Security for Everyone Reviews Webroot

Another individual (who happens to be the owner and chief editor of 7tutorials) has reviewed Webroot SecureAnywhere Essentials recently and is advising people who follow his site to "stay away" from it...

...owner and chief editor...you'd hope someone with that title would have a bit more awareness...

Although amazed by the installer size, and the memory used being lower than any other suite this person has tested, not to mention the fast scan time, he was not impressed with the protection.
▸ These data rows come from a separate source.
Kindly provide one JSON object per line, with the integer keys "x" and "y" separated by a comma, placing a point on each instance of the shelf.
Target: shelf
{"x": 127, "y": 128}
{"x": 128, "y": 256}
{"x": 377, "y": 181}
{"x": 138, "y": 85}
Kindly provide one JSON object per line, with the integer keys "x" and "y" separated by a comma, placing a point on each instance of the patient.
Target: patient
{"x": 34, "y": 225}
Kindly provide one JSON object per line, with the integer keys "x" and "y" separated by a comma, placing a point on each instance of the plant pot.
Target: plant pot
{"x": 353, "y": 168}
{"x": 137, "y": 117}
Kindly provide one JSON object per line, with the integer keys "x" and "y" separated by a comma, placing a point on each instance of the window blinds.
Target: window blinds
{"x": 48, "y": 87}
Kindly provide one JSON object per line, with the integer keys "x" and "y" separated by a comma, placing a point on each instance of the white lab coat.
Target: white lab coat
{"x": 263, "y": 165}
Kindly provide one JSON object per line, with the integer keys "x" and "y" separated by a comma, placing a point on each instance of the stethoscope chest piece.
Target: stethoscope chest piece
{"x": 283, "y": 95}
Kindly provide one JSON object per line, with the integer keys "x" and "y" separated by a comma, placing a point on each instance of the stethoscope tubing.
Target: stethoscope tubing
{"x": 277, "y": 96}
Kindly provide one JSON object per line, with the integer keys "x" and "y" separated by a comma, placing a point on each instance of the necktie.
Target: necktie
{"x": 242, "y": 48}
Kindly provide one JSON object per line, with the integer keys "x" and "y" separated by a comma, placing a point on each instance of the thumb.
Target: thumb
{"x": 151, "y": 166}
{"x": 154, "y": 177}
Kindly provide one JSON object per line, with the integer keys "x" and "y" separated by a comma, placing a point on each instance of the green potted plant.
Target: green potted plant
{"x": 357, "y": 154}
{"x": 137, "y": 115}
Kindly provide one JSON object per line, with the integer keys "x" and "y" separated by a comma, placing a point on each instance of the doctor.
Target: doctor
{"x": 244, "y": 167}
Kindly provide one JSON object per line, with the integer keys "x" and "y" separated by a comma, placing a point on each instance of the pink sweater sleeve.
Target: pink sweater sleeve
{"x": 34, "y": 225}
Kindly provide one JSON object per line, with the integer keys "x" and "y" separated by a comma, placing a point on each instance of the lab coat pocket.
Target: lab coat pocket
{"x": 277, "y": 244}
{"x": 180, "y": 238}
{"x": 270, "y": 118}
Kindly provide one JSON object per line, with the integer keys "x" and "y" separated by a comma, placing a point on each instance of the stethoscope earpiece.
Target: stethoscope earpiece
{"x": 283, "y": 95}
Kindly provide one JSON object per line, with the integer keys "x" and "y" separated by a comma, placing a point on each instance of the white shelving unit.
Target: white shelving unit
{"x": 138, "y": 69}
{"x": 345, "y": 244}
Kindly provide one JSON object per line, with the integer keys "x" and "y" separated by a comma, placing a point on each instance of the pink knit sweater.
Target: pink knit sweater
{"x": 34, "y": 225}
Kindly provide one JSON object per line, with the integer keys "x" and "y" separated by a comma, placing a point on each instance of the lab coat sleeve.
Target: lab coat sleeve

He claims to have filled a USB with malware, scanned it, and Webroot detected and cleaned everything; but when he unplugged it from the Internet, Webroot found nothing.

He also claims that Webroot is not suitable for advanced, power users, because it is not configurable enough. And, he is upset that Webroot offers no way to exclude files from detection.

Now as you probably know all of the above complaints are non-issues, and those features all exist! Furthermore, Webroot has advanced, intelligent heuristics that would have caught all that malware if he actually executed it. He acknowledges that it is a cloud product; then he knocks it for not detecting dormant files when the Internet is disconnected. Are you stupid?

Webroot isn't configurable enough? Wow. Compare Prevx 3.0 to WSA and tell me that again. Look at all those settings you moron! And you CAN turn off automatic malware remediation in the real-time shield settings!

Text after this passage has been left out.